The case was U.S. v. Carolene Products, and the Court noted, “The existence of facts supporting the legislative judgment is to be presumed,” in cases involving “ordinary commercial transactions.” In economic regulation, the Court would assume that legislation “rests upon some rational basis within the knowledge and experience of the legislators.” That is to say, the Court would accept any but the most wildly irrational basis for economic regulation. But “There may be narrower scope for operation of the presumption of constitutionality when legislation appears on its face to be within a specific prohibition of the Constitution, such as those of the first ten Amendments, which are deemed equally specific when held to be embraced within the Fourteenth,” Justice Stone wrote. “It is unnecessary to consider now whether legislation which restricts those political processes which can ordinarily be expected to bring about repeal of undesirable legislation, is to be subjected to more exacting judicial scrutiny under the general prohibitions of the Fourteenth Amendment than are most other types of legislation. The note also suggested that the Court would scrutinize “statutes directed at particular religious, or national, or racial minorities,” and also be alert to “prejudice against discrete and insular minorities [which] may be a special condition, which tends seriously to curtail the operation of those political processes ordinarily to be relied upon to protect minorities, and which may call for a correspondingly more searching judicial inquiry.”
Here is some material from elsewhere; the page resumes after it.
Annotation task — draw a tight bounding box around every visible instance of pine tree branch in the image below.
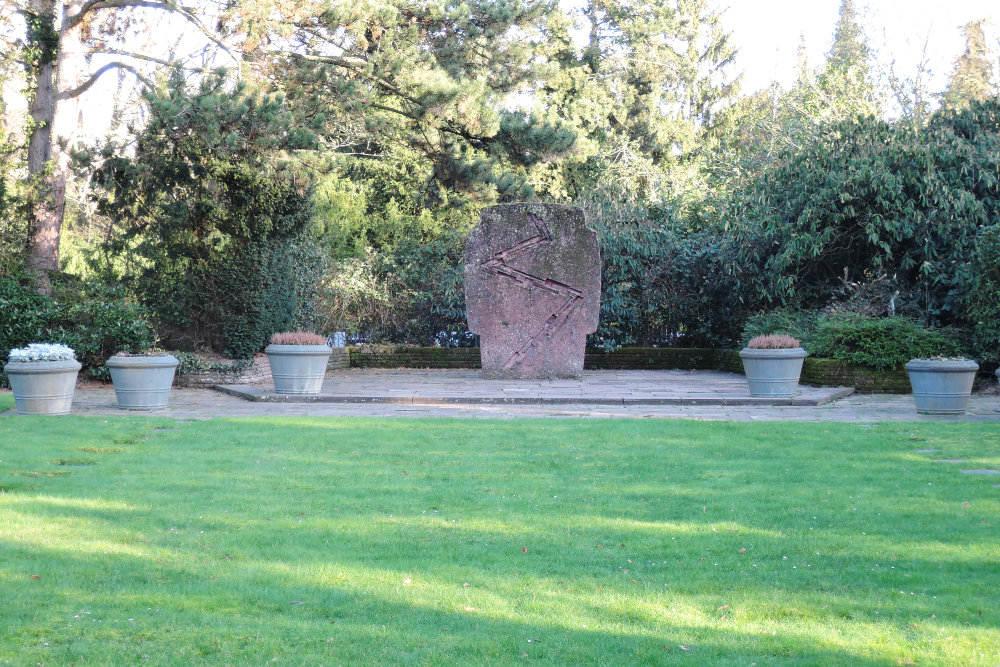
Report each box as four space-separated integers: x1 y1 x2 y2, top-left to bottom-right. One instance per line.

Simply put, some rights, and some groups, were entitled to more constitutional protection than others. This doctrine became known as the “preferred freedoms” or “double standard” test. The Court has developed it largely by applying the Bill of Rights to the states. It has also lately admitted that it was applying the due process clause of the Fourteenth Amendment to the states–what is called “substantive due process,” and which was precisely what the progressives accused the Supreme Court of doing before the New Deal to protect economic rights. The difference with the new substantive due process, though, is that it is used for the right rights and the right groups, by the right judges.

If Justice Wood is nominated, she–or any other nominee–should be able to give an account of her standard of rights determination.